Jangan menganggap enteng saat kita absen, karena sekali kita tidak hadir, setan akan meletakkan berbagai macam halangan untuk pertemuan berikutnya. Pada tingkat yang parah, tanpa halangan pun kita enggan hadir. Bila sekali tidak hadir bertekadlah sekuat-kuatnya untuk hadir pada pertemuan berikutnya dan menyesali kesempatan hadir yang terlewatkan.
2.      Cintailah teman-teman satu kelompok, terutama pembimbing yang mengajari kita. Suasana ukhuwah akan meningkatkan kebahagiaan dalam belajar, seberat apapun kendala yang kita hadapi.
3.      Berusaha mengikuti petunjuk belajar dengan sebaik-baiknya
Kesuksesan kita belajar tahsin ditentukan oleh dua faktor yaitu mengaktifkan lidah dengan sebanyak-banyaknya membaca Al Qur’an dan melatih pengucapan makhorijul huruf; serta mengaktifkan pendengaran dengan sering mendengar tilawah orang lain secara langsung maupun melalui media.
4.      Fokuskan dalam membenahi kelemahan tilawah yang ada pada diri kita, jangan sampai kita tidak menyadari kelemahan kita yang paling parah.
5.      Upayakan untuk mengajarkan kepada orang lain, misalnya teman atau anggota keluarga.
Mengajarkan kepada orang lain akan menambah kuat ingatan apa yang telah kita pelajari, ditambah dengan pahala yang besar di sisi Allah.
6.      Manfaatkan momentum ujian untuk mengevaluasi diri.
Indikasi Tahsin Tilawah yang Sukses
Keberhasilan belajar tahsin tilawah dapat dibagi menjadi dua yaitu indikasi imani dan indikasi ‘ada’i (kemampuan).
Pertama indikasi imani, dalam arti terjadi perubahan dan peningkatan iman setelah proses mempelajari Al Qur’an, contohnya :
1.      Tumbuhnya rasa cinta untuk senantiasa membaca Al Qur’an, tumbuh semangat memahami dan mentadabburi Al Qur’an.
2.      Al Qur’an yang kita pelajari dapat memotivasi kita memperbanyak amal shalih, dan akhlaq yang mulia sebagaimana banyak dijelaskan di dalamnya.
3.      Al Qur’an yang kita baca berulang-ulang dan kita simak saat bertalaqqi dengan pembimbing atau pengajar kita semakin menambah keyakinan terhadap hari akhirat, rindu kepada surga sekaligus takut dengan neraka. Bila kondisi ini belum terealisasi segeralah mengevaluasi hati, jangan-jangan hati kita terkunci.

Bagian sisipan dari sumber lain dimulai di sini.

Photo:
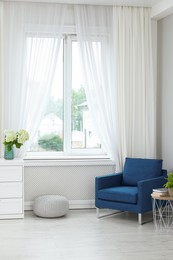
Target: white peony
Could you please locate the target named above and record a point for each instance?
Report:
(22, 136)
(10, 136)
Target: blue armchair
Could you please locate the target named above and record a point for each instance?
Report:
(130, 190)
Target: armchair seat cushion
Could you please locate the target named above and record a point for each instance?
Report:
(125, 194)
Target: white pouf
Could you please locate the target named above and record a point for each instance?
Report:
(50, 206)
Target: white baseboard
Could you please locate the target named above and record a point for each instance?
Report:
(73, 204)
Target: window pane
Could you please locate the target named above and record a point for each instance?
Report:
(83, 135)
(50, 133)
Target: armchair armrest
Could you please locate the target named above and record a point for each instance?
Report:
(108, 181)
(145, 188)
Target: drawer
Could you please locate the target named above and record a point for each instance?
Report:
(11, 173)
(11, 190)
(11, 206)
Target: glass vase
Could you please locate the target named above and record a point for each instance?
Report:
(8, 155)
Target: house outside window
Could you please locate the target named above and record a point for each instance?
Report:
(66, 127)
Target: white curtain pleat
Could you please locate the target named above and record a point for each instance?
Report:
(33, 34)
(95, 35)
(1, 77)
(134, 81)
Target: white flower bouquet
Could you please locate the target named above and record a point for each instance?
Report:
(17, 139)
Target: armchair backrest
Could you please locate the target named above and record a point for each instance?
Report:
(137, 169)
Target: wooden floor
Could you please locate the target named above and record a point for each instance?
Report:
(81, 236)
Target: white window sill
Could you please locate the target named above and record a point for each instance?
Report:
(68, 161)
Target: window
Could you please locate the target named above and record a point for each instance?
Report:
(66, 127)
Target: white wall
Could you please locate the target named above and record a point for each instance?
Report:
(165, 91)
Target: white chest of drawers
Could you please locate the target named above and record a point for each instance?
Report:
(11, 189)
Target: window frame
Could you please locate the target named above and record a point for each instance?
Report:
(68, 151)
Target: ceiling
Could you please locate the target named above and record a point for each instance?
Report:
(145, 3)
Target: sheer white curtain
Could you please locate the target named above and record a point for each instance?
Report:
(33, 33)
(134, 82)
(119, 73)
(1, 76)
(94, 32)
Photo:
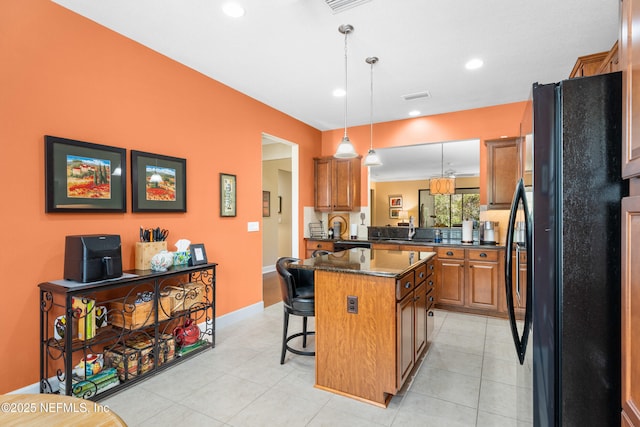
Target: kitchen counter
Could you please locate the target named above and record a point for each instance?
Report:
(372, 262)
(416, 242)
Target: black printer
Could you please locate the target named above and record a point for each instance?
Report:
(91, 258)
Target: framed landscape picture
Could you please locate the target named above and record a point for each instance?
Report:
(227, 194)
(158, 183)
(83, 176)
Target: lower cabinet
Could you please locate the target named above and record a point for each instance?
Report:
(470, 279)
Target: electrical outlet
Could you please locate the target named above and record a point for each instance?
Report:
(352, 304)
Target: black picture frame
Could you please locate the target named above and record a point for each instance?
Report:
(166, 194)
(84, 176)
(198, 254)
(228, 191)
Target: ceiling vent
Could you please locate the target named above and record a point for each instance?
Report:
(338, 6)
(417, 95)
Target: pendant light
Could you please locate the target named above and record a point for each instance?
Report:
(372, 158)
(444, 185)
(345, 149)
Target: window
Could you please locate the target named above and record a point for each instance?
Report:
(449, 210)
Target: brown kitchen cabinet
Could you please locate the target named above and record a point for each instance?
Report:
(630, 326)
(337, 184)
(470, 279)
(313, 245)
(502, 171)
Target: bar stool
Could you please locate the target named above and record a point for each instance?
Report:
(297, 290)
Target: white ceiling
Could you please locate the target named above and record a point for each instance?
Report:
(289, 54)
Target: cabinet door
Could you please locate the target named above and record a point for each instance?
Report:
(483, 285)
(502, 171)
(420, 307)
(630, 65)
(631, 310)
(405, 325)
(346, 184)
(323, 183)
(451, 282)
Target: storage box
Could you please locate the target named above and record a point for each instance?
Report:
(123, 359)
(184, 297)
(129, 315)
(145, 251)
(144, 346)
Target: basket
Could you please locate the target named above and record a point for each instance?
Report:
(186, 296)
(129, 315)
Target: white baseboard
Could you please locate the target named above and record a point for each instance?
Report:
(268, 268)
(221, 322)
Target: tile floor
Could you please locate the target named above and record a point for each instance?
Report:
(467, 378)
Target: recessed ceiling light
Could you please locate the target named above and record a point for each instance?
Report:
(473, 64)
(339, 93)
(233, 10)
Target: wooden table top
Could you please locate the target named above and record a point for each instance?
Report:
(54, 410)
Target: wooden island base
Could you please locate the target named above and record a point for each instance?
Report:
(371, 319)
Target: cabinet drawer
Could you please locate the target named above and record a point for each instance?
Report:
(483, 255)
(317, 244)
(404, 285)
(421, 273)
(450, 253)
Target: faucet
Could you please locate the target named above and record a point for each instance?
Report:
(412, 228)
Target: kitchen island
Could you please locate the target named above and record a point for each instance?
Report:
(373, 316)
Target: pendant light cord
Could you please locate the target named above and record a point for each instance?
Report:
(346, 91)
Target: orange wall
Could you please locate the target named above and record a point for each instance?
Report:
(481, 123)
(64, 75)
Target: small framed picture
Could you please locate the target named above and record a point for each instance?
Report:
(266, 203)
(227, 194)
(395, 201)
(198, 254)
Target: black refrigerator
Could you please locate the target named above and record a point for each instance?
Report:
(568, 340)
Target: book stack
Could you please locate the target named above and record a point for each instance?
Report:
(94, 384)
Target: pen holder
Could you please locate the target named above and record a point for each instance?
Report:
(145, 251)
(181, 258)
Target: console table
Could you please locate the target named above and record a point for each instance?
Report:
(138, 325)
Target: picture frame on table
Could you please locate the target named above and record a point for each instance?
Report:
(227, 195)
(198, 254)
(84, 177)
(158, 183)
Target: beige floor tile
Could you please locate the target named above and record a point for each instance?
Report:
(179, 415)
(420, 411)
(276, 408)
(449, 386)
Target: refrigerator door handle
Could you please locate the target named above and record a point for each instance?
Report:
(520, 340)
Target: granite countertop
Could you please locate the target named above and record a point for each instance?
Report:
(416, 242)
(373, 262)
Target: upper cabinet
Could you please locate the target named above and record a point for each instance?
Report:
(596, 63)
(503, 168)
(630, 64)
(337, 184)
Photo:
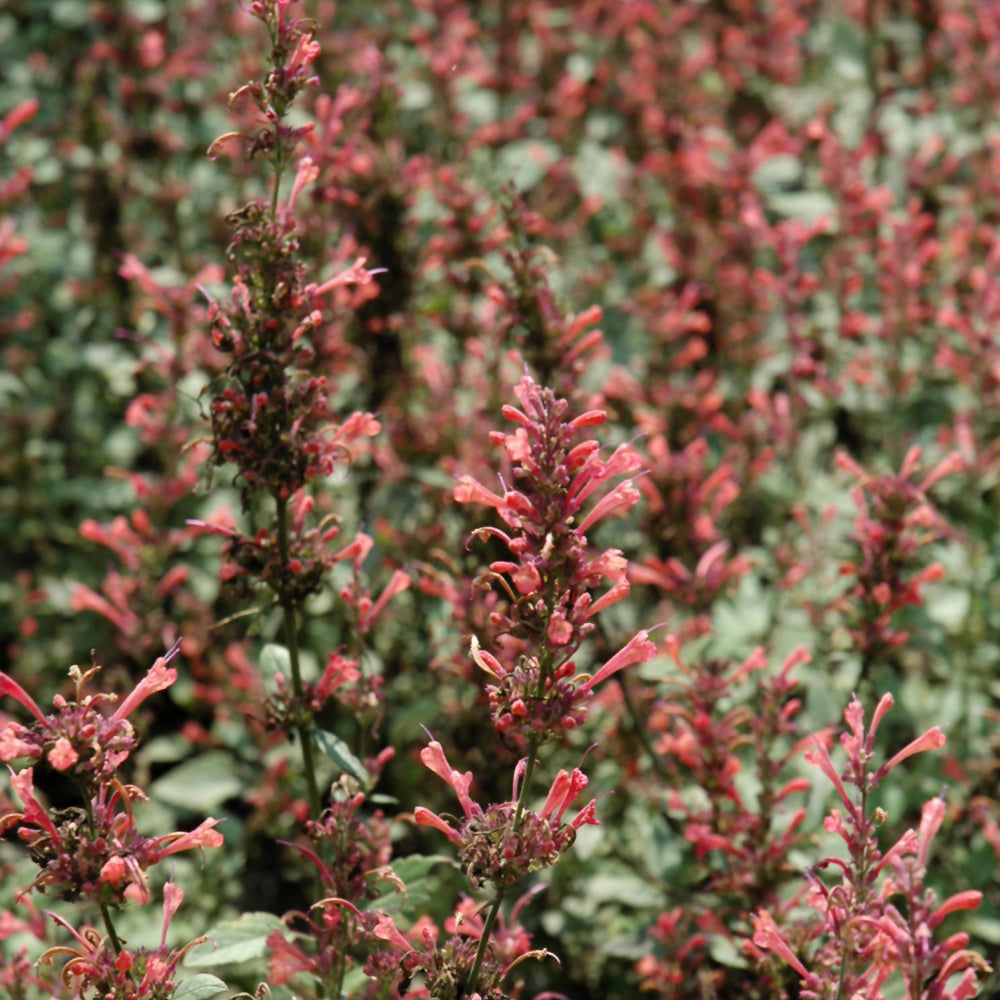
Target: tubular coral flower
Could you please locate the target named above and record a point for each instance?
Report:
(203, 835)
(62, 755)
(767, 935)
(933, 739)
(433, 757)
(158, 678)
(9, 686)
(638, 650)
(968, 899)
(398, 582)
(620, 500)
(820, 757)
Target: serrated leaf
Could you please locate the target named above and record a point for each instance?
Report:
(339, 752)
(274, 659)
(239, 940)
(200, 987)
(200, 784)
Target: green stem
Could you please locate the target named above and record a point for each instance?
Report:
(484, 940)
(491, 917)
(109, 926)
(302, 727)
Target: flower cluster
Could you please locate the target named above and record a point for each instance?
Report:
(97, 969)
(878, 921)
(445, 966)
(551, 576)
(93, 850)
(895, 520)
(505, 841)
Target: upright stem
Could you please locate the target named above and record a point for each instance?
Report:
(491, 917)
(484, 940)
(302, 728)
(116, 945)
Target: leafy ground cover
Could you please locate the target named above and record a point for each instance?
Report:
(499, 499)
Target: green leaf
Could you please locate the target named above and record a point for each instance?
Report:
(200, 987)
(274, 659)
(239, 940)
(421, 888)
(339, 752)
(200, 785)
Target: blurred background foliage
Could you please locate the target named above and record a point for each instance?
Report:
(788, 214)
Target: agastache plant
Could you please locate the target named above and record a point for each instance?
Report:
(93, 851)
(560, 489)
(877, 922)
(270, 412)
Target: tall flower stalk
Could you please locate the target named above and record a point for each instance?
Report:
(561, 487)
(270, 412)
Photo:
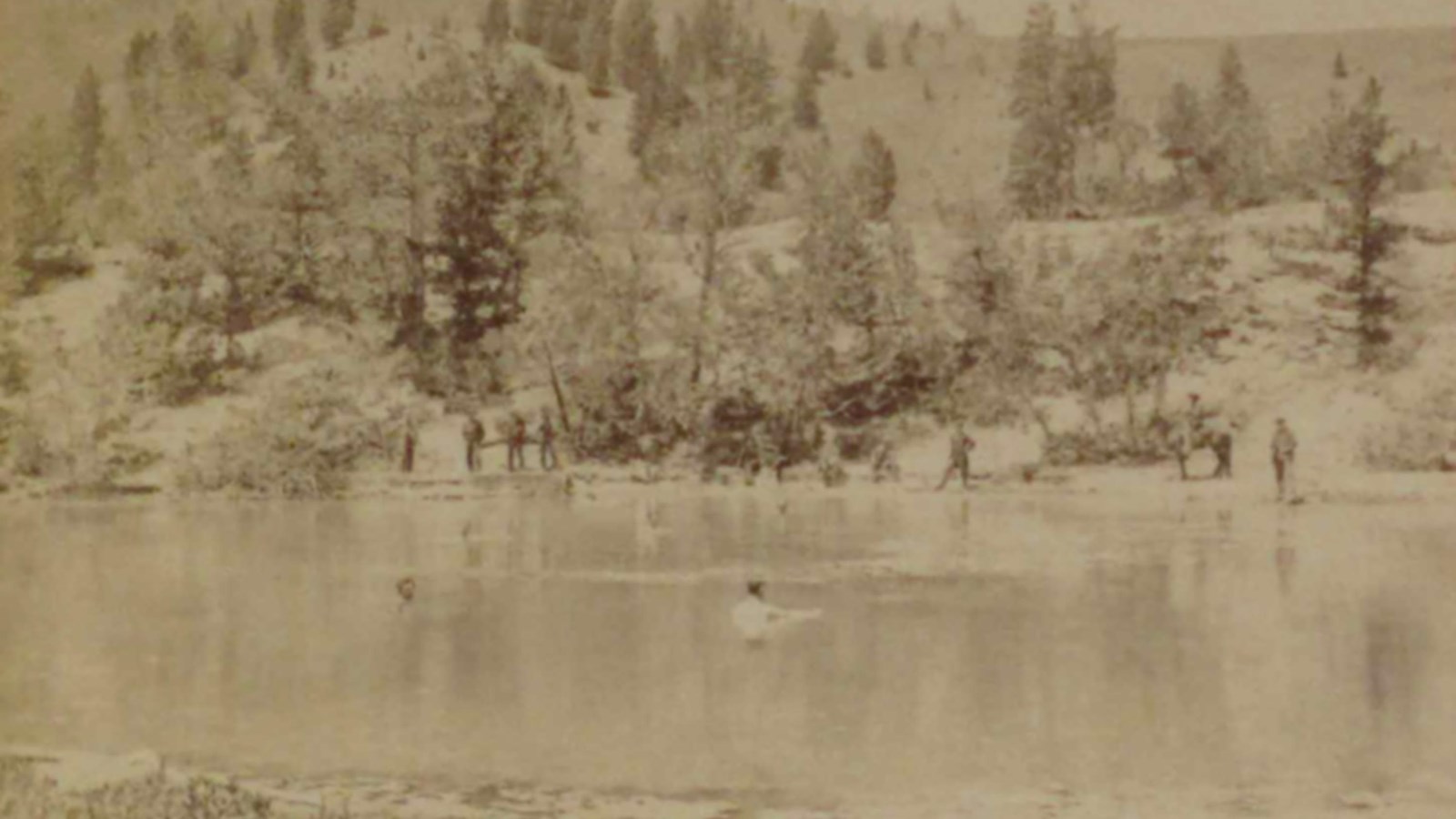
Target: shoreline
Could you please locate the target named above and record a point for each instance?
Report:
(592, 482)
(79, 780)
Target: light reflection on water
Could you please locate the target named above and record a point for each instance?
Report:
(1031, 642)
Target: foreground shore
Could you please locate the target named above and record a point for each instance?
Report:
(56, 783)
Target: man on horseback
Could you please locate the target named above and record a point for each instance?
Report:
(1201, 429)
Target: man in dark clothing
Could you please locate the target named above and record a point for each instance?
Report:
(516, 446)
(411, 435)
(473, 435)
(1281, 450)
(961, 446)
(548, 433)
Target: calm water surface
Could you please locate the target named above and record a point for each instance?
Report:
(1040, 640)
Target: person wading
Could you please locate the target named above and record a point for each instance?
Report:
(548, 433)
(516, 446)
(411, 438)
(473, 435)
(1281, 450)
(961, 446)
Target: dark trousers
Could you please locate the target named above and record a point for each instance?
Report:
(1285, 475)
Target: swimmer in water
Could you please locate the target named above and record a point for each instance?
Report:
(756, 620)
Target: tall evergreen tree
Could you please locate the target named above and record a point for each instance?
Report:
(564, 36)
(86, 124)
(288, 31)
(298, 73)
(495, 25)
(753, 73)
(713, 35)
(956, 18)
(820, 46)
(1041, 147)
(596, 47)
(660, 108)
(875, 50)
(637, 53)
(1359, 138)
(1184, 135)
(874, 177)
(1088, 87)
(684, 53)
(188, 50)
(807, 113)
(536, 18)
(1238, 146)
(501, 184)
(244, 48)
(337, 21)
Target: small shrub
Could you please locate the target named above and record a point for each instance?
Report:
(1089, 448)
(1419, 439)
(305, 442)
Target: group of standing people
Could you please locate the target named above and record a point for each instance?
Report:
(473, 439)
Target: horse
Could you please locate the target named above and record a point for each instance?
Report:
(1186, 439)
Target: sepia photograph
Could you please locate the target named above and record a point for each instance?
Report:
(727, 409)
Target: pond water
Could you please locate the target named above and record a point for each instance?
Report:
(1028, 640)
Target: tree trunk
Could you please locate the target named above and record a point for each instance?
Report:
(555, 387)
(705, 302)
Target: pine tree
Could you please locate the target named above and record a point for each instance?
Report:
(956, 18)
(495, 25)
(86, 123)
(245, 48)
(1361, 179)
(1238, 146)
(713, 36)
(805, 101)
(684, 53)
(1041, 149)
(874, 177)
(188, 51)
(596, 47)
(564, 36)
(43, 189)
(298, 73)
(660, 108)
(875, 50)
(303, 200)
(754, 75)
(1184, 133)
(638, 57)
(288, 31)
(820, 44)
(1088, 87)
(501, 184)
(337, 22)
(538, 18)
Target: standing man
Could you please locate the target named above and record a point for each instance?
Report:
(548, 433)
(1283, 450)
(516, 446)
(411, 435)
(961, 446)
(473, 435)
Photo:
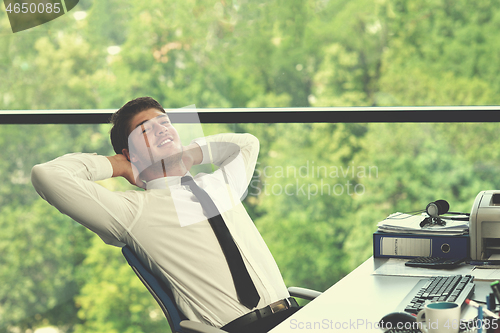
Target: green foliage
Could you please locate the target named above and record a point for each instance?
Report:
(40, 250)
(113, 299)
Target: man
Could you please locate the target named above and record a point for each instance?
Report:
(168, 226)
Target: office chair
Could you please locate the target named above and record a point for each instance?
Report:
(163, 295)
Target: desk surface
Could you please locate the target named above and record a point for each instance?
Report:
(359, 301)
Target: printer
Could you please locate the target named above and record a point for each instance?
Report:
(484, 226)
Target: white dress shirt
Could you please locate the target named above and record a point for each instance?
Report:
(166, 227)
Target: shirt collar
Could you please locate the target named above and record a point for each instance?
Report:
(164, 182)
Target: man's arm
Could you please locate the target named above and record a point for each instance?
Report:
(234, 154)
(68, 183)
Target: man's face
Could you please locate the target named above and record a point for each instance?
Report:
(153, 139)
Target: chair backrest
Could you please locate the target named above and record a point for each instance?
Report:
(160, 290)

4.      Puncak keberhasilan kita belajar Al Qur’an adalah ketika ia mampu mendorong kita dengan kuat melakukan amal-amal shalih yang berpahala besar dan memiliki daya jangkau manfaat yang luas dan abadi, yaitu menghafal Al Qur’an dan berdakwah di jalan Allah, mengajak manusia kembali kepada Al Qur’an.
Kedua indikasi ‘ada’i (kemampuan) artinya perubahan dan peningkatan kemampuan membaca AlQur’an yang dapat diukur dengan hasil ujian. Setiap orang akan meraihnya cepat atau lambat selama ia disiplin dan serius dalam belajar.
Bila keberhasilan pertama yang kita perjuangkan insyaAllah keberhasilan ‘ada’i akan kita peroleh, namun belum tentu jika kita perjuangkan sebaliknya.